I Don’t Know How She Does It
Posted on September 16, 2011 at 8:21 am
This film takes the most wrenching and universal dilemma of family life and turns it into a sitcom-y love letter to Sarah Jessica Parker. Not the character she plays, the whippet-thin, stiletto-wearing financial whiz with the adorably mussed hair, but the actress herself, whose appeal as a performer continues to diminish in direct proportion to her increasing need to make us love her and expectation that we must. Carrie has been very bad for SJP.
Parker plays Kate Reddy (the names are thuddingly on the nose here), a Boston mom of two, married to an architect (winningly played by Greg Kinnear), and trying hard to cope with both the intensely competitive professionals at the office (Olivia Munn and “SNL’s” Seth Meyers play work-obsessed underminers) and the even more intensely competitive stay-at-home moms (one asks plaintively whether a birthday cake is made with organic flour and another sighs sweetly and explains that she just couldn’t allow anyone else to raise her children as she spends all day at the gym). These are cheap shot caricatures with little wit and less heart. If the film had a smidgen of sympathy for anyone else in the story or any convincing moment with Kate and her children when they were awake it would not ring so hollow. It’s hard to connect to a character who is feeling judged when her point of view is itself so petty and judgmental. Even Kate’s one friend (a dishy Christina Hendricks) cannot be permitted to be at Kate’s level. She’s a single working mother, so points off for her.
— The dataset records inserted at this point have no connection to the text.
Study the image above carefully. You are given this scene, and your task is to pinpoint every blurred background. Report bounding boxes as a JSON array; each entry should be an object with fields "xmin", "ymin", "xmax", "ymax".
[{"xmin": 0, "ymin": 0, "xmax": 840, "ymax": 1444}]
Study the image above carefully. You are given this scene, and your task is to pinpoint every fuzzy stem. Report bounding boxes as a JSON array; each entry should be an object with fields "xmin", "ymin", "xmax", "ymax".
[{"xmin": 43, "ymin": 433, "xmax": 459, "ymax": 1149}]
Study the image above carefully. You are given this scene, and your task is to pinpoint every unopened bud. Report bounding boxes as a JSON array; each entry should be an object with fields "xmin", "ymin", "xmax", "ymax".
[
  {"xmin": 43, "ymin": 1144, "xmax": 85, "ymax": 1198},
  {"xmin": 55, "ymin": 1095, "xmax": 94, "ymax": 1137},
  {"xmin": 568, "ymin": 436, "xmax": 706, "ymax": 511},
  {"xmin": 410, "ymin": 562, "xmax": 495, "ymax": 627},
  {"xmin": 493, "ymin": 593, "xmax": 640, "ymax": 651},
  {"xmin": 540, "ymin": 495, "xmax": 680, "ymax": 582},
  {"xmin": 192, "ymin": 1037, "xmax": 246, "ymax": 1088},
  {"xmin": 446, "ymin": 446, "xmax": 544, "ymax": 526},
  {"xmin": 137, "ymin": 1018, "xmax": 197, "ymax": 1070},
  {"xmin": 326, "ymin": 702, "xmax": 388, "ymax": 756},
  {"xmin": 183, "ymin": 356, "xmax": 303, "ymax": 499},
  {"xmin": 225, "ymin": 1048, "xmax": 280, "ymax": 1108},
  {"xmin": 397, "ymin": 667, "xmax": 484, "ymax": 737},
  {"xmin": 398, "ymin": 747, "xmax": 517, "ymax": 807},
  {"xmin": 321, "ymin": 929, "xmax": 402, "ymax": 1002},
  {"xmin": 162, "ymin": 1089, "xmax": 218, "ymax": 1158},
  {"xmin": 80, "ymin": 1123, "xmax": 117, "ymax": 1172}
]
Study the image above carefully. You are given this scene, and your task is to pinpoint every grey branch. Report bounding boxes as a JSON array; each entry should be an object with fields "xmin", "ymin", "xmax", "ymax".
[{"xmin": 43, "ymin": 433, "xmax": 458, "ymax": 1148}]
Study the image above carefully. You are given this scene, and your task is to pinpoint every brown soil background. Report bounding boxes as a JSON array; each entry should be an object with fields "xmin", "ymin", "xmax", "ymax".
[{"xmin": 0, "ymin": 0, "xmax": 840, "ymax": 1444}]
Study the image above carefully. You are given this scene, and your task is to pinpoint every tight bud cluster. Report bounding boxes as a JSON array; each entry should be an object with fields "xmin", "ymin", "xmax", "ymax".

Kate and her husband both get their professional opportunities of a lifetime and shift into higher gear, missing their son’s first haircut and neglecting his delayed speech and a dangerous hole in the carpet on the stairs. Up all night making lists that never end, Kate promises everything to everyone and discovers that sometimes jugglers drop all the balls at once. Sometimes you get a call to fly out of town for a big meeting in the middle of Thanksgiving. And sometimes you get the message that your child has lice just as you walk into the big meeting. Infestation turns out to be just an opportunity to dish at the delousing salon with a friend (compare that to the more realistic hazmat treatment of the same problem in last year’s “The Change-Up”), another example of the gap between the way this film makes everything about Parker, I mean Kate.
I understand that motherhood seems fresh and new and unfairly not communicated about properly for each new generation of women who wonder how they got from the snarky authenticity of their post-college years to searching for a presentable outfit that (1) has no spills or spit-up on it and (2) fits (this is a problem grey-hound thin and beginning to look stringy SJP does not have). It will feel a bit stale to anyone who has either lived through it or seen any sitcom or family comedy of the last decade. Even the derided “Motherhood” with Uma Thurman felt more authentic than this. A mis-sent email with a crude joke? That’s so 2008. And when Kate’s colleague (Pierce Brosnan) starts signing his emails “XO” and, despite her denials, Kate just manages to keep all those balls in the air to the breathless admiration of even those who once failed to appreciate her, we can’t help feeling that we do know that in fact she doesn’t do it very well.
Parents should know this film has some strong language (many s-words, etc.), many references to marital sex and absence thereof (some crude) and to adultery, drinking, mostly comic peril and violence, and a reference to abortion as an option for an unplanned pregnancy.
Family discussion: What are some of the challenges your family has faced in balancing work and children? What makes it difficult for stay-at-home mothers and working-outside-the-home mothers to get along?
If you like this, try: the book by Allison Pearson
Am wondering why you gave this one a B-? Doesn’t seem like there’s much to like here.
It was hard to decide what grade to give it, Pam. I try to rate movies based on how well they live up to the aspirations they set for themselves and how successfully they meet the expectations of their intended audience. I think this one will slightly disappoint by that standard but don’t think people who want to see it should stay away. It’s not out of the question for a girl’s night out or a DVD rental.
This movie should have been called ” I don’t know how the hell she wouldn’t be able to do it!” I mean really-why wouldn’t she be able to do those very basic things with all the resources she needs at her finger tips! And the real story would be that she is also on anti-depressants to boot! Get the hell over yourself!
Thanks, rightmind, but I thought she failed at a lot of the “very basic things” she tried to do, didn’t she?